Describe the development, implementation and results of this questionnaire.
An expert working group designed the questionnaire, using established measures where possible, and consulting a patient group. Operational criteria were agreed for defining likely disorder and risk states, including lifetime depression, mania/hypomania, generalised anxiety disorder, unusual experiences and self-harm, and current post-traumatic stress and hazardous/harmful alcohol use.
A total of 157 366 completed online questionnaires were available by August 2017. Participants were aged 45–82 (53% were ≥65 years) and 57% women. Comparison of self-reported diagnosed mental disorder with a contemporary study shows a similar prevalence, despite respondents being of higher average socioeconomic status. Lifetime depression was a common finding, with 24% (37 434) of participants meeting criteria and current hazardous/harmful alcohol use criteria were met by 21% (32 602), whereas other criteria were met by less than 8% of the participants. There was extensive comorbidity among the syndromes. Mental disorders were associated with a high neuroticism score, adverse life events and long-term illness; addiction and bipolar affective disorder in particular were associated with measures of deprivation.

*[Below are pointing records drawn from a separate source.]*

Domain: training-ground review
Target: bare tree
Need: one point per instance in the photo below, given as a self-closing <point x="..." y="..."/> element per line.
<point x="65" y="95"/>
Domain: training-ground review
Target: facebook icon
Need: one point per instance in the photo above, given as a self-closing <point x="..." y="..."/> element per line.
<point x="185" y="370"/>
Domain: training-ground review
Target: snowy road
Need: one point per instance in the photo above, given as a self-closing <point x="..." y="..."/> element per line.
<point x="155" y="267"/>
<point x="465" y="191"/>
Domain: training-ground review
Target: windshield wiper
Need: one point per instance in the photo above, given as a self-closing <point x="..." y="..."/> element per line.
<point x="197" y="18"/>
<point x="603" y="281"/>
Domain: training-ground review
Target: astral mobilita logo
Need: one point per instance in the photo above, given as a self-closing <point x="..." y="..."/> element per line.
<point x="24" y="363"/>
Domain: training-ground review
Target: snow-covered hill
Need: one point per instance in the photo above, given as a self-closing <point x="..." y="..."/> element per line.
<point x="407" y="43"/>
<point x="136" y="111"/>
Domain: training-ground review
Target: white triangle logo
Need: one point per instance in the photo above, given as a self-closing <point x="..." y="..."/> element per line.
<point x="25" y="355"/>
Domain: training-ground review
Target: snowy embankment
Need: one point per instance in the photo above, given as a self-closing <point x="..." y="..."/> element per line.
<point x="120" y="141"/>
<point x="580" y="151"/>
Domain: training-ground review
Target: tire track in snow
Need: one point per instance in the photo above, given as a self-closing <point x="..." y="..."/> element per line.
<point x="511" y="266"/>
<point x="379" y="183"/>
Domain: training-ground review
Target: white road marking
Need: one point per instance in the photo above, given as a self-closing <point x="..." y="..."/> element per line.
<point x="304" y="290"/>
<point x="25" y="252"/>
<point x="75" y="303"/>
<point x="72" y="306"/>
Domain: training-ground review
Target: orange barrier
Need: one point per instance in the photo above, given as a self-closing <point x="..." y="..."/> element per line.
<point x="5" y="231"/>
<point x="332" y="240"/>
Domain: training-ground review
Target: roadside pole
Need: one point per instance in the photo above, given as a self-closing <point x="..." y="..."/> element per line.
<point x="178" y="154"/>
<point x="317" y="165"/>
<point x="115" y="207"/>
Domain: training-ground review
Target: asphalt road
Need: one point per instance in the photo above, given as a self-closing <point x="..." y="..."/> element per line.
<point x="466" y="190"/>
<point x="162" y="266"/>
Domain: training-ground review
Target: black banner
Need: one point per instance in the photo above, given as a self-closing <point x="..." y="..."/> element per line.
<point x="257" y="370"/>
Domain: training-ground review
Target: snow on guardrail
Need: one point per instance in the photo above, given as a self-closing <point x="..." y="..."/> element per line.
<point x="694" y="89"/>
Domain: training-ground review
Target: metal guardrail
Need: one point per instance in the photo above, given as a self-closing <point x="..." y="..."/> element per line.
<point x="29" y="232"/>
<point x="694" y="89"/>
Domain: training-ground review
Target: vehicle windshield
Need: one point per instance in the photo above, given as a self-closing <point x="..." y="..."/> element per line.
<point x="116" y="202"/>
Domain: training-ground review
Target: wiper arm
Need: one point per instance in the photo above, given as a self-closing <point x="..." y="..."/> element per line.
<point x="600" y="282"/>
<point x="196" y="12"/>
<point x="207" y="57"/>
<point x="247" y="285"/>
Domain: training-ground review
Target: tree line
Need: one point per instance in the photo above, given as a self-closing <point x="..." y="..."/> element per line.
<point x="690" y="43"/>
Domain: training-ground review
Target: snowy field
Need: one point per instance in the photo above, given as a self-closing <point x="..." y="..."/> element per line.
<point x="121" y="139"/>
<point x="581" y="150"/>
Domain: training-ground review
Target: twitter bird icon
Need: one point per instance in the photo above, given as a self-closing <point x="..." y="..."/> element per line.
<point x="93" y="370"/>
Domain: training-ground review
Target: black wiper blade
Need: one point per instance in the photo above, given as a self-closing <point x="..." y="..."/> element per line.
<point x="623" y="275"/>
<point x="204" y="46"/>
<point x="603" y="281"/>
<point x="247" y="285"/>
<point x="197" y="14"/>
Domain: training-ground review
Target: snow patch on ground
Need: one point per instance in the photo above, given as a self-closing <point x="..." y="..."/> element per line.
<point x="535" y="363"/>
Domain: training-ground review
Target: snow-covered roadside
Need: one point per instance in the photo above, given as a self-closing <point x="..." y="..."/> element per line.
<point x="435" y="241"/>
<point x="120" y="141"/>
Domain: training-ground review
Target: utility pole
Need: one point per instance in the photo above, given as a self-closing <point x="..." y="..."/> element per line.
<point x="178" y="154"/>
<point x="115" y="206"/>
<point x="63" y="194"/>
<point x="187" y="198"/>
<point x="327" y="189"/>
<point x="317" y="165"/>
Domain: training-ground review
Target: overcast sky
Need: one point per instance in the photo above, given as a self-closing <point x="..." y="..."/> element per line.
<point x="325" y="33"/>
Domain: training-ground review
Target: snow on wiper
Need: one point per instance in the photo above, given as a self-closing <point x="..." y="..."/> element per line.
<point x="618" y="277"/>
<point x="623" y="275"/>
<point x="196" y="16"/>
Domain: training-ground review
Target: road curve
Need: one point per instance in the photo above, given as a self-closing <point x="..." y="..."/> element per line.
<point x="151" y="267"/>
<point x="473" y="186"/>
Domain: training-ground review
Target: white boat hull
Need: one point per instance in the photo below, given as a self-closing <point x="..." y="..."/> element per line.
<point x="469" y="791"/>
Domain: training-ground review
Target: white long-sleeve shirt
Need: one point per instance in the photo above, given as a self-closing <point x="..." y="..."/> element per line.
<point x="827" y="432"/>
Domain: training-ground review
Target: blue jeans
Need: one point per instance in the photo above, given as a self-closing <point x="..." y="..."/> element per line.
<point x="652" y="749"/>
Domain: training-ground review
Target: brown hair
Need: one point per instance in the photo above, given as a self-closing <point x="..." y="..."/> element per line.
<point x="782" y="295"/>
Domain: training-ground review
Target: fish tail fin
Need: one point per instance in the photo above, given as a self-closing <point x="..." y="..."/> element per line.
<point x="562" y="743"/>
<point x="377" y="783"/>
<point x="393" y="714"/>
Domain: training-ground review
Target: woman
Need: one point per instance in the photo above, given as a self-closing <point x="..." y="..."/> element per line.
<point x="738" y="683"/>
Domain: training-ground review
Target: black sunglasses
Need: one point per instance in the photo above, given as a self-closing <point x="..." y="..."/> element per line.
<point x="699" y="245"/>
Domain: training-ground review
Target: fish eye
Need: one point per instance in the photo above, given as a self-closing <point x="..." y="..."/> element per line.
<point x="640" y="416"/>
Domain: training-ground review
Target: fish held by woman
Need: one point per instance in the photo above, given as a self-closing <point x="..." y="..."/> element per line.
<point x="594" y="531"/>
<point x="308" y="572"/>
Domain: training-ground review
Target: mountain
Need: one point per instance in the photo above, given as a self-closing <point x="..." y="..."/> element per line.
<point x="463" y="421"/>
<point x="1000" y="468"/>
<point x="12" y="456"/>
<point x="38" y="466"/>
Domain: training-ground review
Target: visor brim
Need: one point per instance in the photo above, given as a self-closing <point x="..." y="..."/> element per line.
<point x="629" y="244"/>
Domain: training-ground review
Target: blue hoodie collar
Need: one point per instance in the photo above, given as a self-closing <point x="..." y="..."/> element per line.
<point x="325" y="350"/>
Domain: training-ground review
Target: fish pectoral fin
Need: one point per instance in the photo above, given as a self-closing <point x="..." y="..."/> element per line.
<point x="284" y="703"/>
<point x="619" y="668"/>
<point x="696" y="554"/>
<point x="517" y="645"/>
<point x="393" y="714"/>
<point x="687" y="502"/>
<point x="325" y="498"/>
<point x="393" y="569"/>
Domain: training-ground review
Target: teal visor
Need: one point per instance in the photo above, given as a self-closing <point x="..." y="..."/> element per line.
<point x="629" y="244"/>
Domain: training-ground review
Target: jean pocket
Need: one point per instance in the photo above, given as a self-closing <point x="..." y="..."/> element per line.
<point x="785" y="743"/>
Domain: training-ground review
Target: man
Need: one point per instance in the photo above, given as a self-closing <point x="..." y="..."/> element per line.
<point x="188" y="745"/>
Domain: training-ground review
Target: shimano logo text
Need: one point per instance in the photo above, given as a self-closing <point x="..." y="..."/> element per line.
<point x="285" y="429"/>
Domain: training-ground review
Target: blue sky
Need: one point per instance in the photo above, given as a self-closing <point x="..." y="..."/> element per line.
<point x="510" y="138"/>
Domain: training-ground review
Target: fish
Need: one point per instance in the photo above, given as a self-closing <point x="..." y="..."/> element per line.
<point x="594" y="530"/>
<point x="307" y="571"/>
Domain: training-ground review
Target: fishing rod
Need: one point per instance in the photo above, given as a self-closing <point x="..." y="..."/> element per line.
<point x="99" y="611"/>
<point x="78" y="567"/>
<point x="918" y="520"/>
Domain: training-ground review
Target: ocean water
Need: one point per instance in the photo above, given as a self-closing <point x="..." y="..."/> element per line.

The UK Biobank questionnaire represents a very large mental health survey in itself, and the results presented here show high face validity, although caution is needed because of selection bias. Built into UK Biobank, these data intersect with other health data to offer unparalleled potential for crosscutting biomedical research involving mental health.
UK Biobank is a well-characterised cohort of over 500 000 participants that offers unique opportunities to investigate multiple diseases and risk factors.
An online mental health questionnaire completed by UK Biobank participants was expected to expand the potential for research into mental disorders.
An expert working group designed the questionnaire, using established measures where possible, and consulting with a patient group regarding acceptability. Case definitions were defined using operational criteria for lifetime depression, mania, anxiety disorder, psychotic-like experiences and self-harm, as well as current post-traumatic stress and alcohol use disorders.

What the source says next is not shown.